Controvérsia em torno do recasting
Uma das questões mais debatidas envolve a troca de dubladores para personagens chave. O antagonista Goh Hamazaki, originalmente interpretado por George Takahashi, foi recast com Teruyuki Kagawa, ator que admitiu acusações de conduta inadequada em 2019. Essa decisão gerou repercussão negativa entre fãs e impactou avaliações pessoais de alguns jornalistas.
As novas interpretações vocais são consideradas inferiores às originais em vários reviews. Animações faciais adaptadas do PlayStation 3 para o motor atual resultam em expressões rígidas, reduzindo o impacto emocional de cenas dramáticas. Essas mudanças afetam a autenticidade percebida da história.
Críticos apontam que o recasting não era necessário e prejudica a experiência para quem valoriza o material fonte. A polêmica contribui para a divisão nas notas, com alguns especialistas reduzindo pontuações devido ao desconforto gerado.
Comparação com o original e remaster
Yakuza Kiwami 3 & Dark Ties posiciona-se como evolução em relação ao remaster lançado anos atrás. O uso completo do Dragon Engine elimina limitações técnicas antigas, oferecendo desempenho estável em consoles atuais, incluindo 30 fps consistentes no Switch 2. Gráficos recebem polimento geral, embora alguns ambientes percam parte do contraste gritty original.
No entanto, nem todas as alterações são bem recebidas. Estilos de combate misturam elementos de jogos diferentes, resultando em sensações inconsistentes para veteranos.
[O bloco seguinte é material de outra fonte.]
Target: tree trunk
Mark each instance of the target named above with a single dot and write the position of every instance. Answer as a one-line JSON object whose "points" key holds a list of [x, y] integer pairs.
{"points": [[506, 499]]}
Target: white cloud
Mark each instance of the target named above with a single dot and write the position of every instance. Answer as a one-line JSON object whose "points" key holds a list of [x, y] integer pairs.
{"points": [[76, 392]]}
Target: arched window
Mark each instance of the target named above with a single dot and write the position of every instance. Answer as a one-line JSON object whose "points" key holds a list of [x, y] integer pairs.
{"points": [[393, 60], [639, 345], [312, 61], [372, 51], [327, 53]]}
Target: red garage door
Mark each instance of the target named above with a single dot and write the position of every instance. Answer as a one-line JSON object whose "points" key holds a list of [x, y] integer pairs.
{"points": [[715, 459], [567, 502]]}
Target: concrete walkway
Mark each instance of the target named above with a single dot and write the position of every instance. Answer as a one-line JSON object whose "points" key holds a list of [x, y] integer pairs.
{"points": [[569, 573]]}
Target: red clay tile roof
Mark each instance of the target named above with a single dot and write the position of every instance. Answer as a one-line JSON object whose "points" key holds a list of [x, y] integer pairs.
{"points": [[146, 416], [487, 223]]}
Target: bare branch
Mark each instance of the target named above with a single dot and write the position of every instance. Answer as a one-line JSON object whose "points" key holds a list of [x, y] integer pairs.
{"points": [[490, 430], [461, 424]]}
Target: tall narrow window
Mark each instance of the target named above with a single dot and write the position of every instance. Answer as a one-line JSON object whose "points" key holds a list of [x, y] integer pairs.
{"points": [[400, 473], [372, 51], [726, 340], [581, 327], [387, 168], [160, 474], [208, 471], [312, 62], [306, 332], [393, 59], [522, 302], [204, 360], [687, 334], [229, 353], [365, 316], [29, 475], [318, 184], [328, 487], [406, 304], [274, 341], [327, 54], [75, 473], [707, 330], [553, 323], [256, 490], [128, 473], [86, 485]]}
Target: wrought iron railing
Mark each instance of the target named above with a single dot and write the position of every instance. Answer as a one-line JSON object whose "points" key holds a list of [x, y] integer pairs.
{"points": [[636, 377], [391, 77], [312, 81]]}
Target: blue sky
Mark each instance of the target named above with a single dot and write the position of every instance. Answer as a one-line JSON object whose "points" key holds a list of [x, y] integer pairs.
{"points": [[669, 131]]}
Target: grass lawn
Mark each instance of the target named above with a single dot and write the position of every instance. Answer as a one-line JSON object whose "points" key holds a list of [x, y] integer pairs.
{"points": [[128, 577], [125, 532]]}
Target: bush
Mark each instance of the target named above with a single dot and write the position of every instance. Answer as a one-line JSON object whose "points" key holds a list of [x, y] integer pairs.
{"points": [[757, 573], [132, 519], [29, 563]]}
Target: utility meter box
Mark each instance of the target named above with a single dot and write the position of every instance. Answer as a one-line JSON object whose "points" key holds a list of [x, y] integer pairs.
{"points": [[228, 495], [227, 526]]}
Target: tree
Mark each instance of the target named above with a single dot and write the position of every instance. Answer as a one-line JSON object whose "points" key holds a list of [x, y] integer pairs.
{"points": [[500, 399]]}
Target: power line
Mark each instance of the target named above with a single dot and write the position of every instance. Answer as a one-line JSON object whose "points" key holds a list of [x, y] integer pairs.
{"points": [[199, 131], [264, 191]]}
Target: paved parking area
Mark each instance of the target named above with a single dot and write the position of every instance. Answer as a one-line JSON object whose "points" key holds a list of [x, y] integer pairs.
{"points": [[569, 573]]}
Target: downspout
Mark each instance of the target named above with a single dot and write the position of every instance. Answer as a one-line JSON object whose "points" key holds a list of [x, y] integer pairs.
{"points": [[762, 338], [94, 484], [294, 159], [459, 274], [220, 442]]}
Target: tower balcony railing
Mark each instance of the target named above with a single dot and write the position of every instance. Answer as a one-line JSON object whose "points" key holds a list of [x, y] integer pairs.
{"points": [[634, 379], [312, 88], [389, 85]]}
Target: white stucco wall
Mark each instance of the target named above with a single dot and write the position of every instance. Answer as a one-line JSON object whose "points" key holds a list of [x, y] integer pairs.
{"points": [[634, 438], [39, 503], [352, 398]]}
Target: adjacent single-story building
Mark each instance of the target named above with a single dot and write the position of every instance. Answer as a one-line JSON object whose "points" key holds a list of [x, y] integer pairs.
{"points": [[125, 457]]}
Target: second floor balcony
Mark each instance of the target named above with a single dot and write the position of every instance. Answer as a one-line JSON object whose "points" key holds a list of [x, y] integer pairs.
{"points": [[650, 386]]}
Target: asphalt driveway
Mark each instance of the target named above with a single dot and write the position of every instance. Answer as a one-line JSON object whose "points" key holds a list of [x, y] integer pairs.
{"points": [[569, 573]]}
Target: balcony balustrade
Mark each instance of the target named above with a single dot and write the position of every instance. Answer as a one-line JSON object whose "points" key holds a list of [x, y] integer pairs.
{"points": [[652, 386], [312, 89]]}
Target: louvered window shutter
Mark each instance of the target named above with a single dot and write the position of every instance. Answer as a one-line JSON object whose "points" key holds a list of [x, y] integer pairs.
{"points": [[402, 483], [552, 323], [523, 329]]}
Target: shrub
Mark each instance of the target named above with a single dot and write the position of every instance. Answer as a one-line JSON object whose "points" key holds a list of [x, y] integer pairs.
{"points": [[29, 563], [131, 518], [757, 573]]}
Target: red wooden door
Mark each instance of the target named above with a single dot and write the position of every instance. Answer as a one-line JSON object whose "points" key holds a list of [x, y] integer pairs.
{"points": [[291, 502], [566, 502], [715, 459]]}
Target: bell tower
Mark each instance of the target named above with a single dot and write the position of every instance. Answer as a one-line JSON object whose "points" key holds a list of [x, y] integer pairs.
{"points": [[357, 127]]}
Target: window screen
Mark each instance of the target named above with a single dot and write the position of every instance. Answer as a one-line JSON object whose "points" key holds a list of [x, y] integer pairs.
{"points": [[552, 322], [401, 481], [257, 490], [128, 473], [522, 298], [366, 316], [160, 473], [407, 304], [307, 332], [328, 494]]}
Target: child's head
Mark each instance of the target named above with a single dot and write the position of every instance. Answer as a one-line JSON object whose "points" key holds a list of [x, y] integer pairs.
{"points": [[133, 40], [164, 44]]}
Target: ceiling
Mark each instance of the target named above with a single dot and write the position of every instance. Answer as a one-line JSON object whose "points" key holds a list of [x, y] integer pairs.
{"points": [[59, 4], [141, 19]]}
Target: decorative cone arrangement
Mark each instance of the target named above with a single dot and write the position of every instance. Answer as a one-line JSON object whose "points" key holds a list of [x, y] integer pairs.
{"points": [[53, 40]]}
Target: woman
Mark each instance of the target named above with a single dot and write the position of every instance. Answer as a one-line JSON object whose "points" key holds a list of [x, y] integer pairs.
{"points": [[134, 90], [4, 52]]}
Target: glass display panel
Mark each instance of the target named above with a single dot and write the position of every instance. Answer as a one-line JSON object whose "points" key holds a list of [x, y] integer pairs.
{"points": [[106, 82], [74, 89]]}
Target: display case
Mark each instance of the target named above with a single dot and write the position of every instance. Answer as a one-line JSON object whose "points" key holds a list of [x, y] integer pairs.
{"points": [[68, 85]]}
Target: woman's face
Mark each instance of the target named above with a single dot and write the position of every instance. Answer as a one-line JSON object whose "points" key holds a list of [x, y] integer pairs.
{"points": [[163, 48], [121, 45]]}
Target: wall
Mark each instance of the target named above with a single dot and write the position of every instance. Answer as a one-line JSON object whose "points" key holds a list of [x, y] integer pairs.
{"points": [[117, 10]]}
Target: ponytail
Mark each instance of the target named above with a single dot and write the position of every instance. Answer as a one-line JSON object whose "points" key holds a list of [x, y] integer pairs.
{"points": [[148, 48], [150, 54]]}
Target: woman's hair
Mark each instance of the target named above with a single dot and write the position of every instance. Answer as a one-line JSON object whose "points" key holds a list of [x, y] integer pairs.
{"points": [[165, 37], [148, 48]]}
Inimigos mais resistentes e mecânicas automáticas reduzem a agência do jogador em certos momentos.
A expansão Dark Ties estabelece retcons que alteram o cânone estabelecido. Embora adicionem camadas ao vilão Mine, essas mudanças dividem opiniões sobre fidelidade ao título de 2009. O pacote completo oferece horas extensas de entretenimento, mas não supera entradas mais refinadas da série.
Desempenho em diferentes plataformas
O título apresenta versões para PlayStation 5, PlayStation 4, Xbox Series X|S, PC e Nintendo Switch 2. Testes indicam estabilidade geral, com resolução ajustada em modo portátil no console da Nintendo. Patches pré-lançamento corrigiram problemas gráficos identificados em demos.
Jogadores de PC beneficiam-se de opções gráficas avançadas. Consoles atuais mantêm taxa de quadros sólida, aproveitando o motor moderno para efeitos de partículas e iluminação aprimorados.
Recepção geral e perspectivas
Com média 75 no OpenCritic, Yakuza Kiwami 3 & Dark Ties classifica-se como entrada sólida, mas não excepcional na franquia. Elogios concentram-se nas melhorias técnicas e no conteúdo novo, enquanto críticas focam em ritmo irregular e decisões de produção controversas. O jogo atrai principalmente fãs dedicados da série Like a Dragon.
A divisão nas análises reflete expectativas elevadas após remakes anteriores bem-sucedidos. O pacote oferece valor significativo com campanha dupla, mas não resolve todas as fraquezas do material original de 2009.